[meteorite-list] Japan's Hayabusa 2 Asteorid Mission Checks Out

From: Ron Baalke <baalke_at_meteoritecentral.com>
Date: Mon, 9 Mar 2015 16:29:00 -0700 (PDT)
Message-ID: <201503092329.t29NT0PZ029212_at_zagami.jpl.nasa.gov>

http://spaceflightnow.com/2015/03/09/japans-hayabusa-2-asteroid-mission-checks-out/

Japan's Hayabusa 2 asteroid mission checks out
by Stephen Clark
SpaceFlight Now
March 9, 2015

Three months into an interplanetary cruise expected to last three-and-a-half
years, Japan's $300 million Hayabusa 2 mission is in good health as it
begins an ion-powered pursuit of an asteroid to return a piece of it to
Earth.

The robotic spacecraft is already traveling more than 20 million miles
from Earth after launching Dec. 3, and Japanese officials say the probe
has passed health checks and is ready for the long-distance journey ahead.

The Hayabusa 2 spacecraft "completed its initial functional confirmation
period on March 2, 2015, as all scheduled checkout and evaluation of acquired
data were completed," the Japan Aerospace Exploration Agency said in a
statement. "The explorer has been under inspection for about three months
after its launch on Dec. 3, 2014."

The probe carries four ion thrusters to nudge it on course toward asteroid
1999 JU3, a carbon-rich world just 900 meters - about 3,000 feet - across
with a tenuous gravity field 60,000 times weaker than Earth's.

The engines produce little thrust, but the units can be operated for thousands
of hours, building up energy to reshape Hayabusa 2's path around the sun.

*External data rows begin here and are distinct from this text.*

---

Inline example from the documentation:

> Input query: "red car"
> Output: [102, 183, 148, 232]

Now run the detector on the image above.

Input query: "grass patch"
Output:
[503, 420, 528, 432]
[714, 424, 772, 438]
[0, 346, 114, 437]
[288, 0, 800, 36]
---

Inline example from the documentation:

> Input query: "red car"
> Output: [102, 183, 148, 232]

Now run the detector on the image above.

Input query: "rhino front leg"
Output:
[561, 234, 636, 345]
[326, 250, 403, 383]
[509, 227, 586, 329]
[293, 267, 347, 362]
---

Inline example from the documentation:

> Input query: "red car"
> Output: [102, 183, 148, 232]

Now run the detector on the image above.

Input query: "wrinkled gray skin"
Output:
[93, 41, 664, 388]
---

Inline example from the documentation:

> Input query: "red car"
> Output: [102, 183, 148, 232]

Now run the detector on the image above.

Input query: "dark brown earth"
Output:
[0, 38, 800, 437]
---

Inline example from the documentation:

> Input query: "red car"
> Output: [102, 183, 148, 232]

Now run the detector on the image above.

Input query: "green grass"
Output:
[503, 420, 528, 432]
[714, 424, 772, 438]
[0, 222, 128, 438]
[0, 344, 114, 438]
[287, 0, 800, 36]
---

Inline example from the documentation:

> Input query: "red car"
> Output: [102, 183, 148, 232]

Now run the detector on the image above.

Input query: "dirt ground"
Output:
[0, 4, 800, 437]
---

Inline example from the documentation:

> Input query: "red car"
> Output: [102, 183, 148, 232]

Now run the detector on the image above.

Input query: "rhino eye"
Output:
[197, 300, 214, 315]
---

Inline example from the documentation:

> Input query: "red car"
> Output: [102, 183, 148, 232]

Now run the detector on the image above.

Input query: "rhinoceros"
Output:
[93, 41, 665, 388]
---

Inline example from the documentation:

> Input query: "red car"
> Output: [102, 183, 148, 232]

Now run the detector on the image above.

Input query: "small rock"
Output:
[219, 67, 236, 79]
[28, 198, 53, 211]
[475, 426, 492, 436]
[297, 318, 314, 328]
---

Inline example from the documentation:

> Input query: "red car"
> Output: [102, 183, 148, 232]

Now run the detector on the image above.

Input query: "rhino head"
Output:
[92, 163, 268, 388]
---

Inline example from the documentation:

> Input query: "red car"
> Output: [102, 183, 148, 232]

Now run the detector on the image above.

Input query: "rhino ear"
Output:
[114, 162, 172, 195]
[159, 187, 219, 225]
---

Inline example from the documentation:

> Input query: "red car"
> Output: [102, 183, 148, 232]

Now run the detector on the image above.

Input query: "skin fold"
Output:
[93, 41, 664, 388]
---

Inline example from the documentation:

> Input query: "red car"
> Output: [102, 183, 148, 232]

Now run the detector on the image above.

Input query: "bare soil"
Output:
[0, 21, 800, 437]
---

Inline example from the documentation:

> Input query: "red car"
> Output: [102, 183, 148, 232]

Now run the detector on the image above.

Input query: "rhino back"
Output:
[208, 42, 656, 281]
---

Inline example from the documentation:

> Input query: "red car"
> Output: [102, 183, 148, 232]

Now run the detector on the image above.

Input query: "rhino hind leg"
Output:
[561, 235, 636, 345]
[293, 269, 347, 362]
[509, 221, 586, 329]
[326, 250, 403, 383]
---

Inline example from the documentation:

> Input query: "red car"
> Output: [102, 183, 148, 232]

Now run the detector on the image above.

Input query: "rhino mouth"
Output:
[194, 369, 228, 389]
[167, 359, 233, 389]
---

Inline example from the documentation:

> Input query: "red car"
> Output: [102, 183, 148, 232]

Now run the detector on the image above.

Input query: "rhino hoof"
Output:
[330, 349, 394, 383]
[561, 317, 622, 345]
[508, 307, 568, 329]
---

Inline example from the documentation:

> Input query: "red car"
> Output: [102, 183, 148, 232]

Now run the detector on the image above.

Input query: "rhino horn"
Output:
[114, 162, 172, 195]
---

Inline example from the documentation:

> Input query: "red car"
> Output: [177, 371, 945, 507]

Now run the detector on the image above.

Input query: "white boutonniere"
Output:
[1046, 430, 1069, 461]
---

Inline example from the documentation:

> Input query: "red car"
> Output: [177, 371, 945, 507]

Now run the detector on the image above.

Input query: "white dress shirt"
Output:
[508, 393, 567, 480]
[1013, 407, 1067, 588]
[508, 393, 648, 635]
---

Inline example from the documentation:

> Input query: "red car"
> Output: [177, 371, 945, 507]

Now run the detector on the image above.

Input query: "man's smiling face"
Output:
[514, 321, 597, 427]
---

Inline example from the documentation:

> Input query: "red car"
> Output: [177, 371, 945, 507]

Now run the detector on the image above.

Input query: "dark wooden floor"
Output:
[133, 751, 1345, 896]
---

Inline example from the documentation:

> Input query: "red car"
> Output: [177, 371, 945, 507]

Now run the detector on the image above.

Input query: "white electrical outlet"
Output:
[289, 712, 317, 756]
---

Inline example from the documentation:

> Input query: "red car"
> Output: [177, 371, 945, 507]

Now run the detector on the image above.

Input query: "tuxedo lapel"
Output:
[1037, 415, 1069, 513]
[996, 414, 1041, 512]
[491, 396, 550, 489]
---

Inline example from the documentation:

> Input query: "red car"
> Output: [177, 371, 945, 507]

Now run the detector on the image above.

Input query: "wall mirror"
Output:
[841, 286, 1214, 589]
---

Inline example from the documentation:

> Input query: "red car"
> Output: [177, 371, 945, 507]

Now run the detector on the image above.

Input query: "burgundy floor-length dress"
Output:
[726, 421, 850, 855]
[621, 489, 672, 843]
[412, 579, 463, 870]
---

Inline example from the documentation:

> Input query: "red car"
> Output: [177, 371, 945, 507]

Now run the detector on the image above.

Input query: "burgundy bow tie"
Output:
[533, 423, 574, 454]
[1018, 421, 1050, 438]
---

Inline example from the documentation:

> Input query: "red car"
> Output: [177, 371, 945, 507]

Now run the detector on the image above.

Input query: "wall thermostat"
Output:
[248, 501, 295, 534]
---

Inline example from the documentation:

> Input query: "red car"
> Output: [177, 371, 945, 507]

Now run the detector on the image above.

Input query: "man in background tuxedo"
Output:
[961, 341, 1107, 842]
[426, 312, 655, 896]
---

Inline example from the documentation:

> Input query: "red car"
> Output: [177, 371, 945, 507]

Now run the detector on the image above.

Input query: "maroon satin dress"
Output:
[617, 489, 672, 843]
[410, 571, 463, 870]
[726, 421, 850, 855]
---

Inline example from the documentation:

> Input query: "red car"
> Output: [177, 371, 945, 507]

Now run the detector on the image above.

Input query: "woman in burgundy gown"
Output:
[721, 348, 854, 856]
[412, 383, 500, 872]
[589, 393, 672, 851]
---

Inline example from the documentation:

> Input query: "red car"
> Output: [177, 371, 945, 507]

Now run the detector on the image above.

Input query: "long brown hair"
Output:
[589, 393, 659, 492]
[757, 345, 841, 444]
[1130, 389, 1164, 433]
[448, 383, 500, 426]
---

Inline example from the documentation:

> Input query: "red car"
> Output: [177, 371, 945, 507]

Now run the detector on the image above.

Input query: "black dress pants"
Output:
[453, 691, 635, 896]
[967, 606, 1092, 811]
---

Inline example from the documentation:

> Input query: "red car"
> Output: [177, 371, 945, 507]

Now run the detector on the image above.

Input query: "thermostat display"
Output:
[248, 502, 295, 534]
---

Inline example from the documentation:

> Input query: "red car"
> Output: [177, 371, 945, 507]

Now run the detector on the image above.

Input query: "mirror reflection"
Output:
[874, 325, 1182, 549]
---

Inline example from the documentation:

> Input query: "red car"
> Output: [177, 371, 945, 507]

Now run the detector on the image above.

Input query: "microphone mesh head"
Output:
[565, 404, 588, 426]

JAXA says two of the ion engines will fire for about 400 hours in March
to give the spacecraft a boost. Two thrusters will be operated again in
early June.

The two periods of near-continuous propulsion will change the probe's
velocity by about 60 meters per second, or 134 mph, to align Hayabusa
2 with an encounter with Earth in December. The close flyby of Earth will
use the planet's gravity to slingshot Hayabusa 2 toward its destination,
where it is due to arrive in June 2018 after more firings of the craft's
ion engines.

Since Hayabusa 2's launch in early December, ground controllers tested
the probe's X-band and Ka-band communications systems, batteries, science
instruments, reaction wheels, and all four ion engines. Hayabusa 2 also
extended its sampling device in preparation for scooping up material at
the asteroid.

[Graphic]
Diagram of the positions of Earth, Hayabusa 2, and asteroid 1999 JU3 as
of March 3, 2015. Credit: JAXA

Engineers tested Hayabusa 2's German-built lander named MASCOT built by
the same team that managed the Philae comet lander, which was carried
aboard Europe's Rosetta spacecraft and touched down on comet
67P/Churyumov-Gerasimenko in November.

Three other landing craft built in Japan will also descend to the asteroid
during Hayabusa 2's mission.

The landers are mobile and will use mechanisms to hop across the asteroid
to study its environment from several locations.

Hayabusa 2 will spend a year-and-a-half at asteroid 1999 JU3, enough time
for the probe to pick up rock specimens from three different locations
on the unexplored asteroid.

Once the mission's work at the asteroid is complete, Hayabusa 2 will leave
and head for Earth in December 2019.

Hayabusa 2 will release a container with the asteroid samples for a blazing
re-entry through Earth's atmosphere for a parachute-assisted landing in
the Australian outback in December 2020.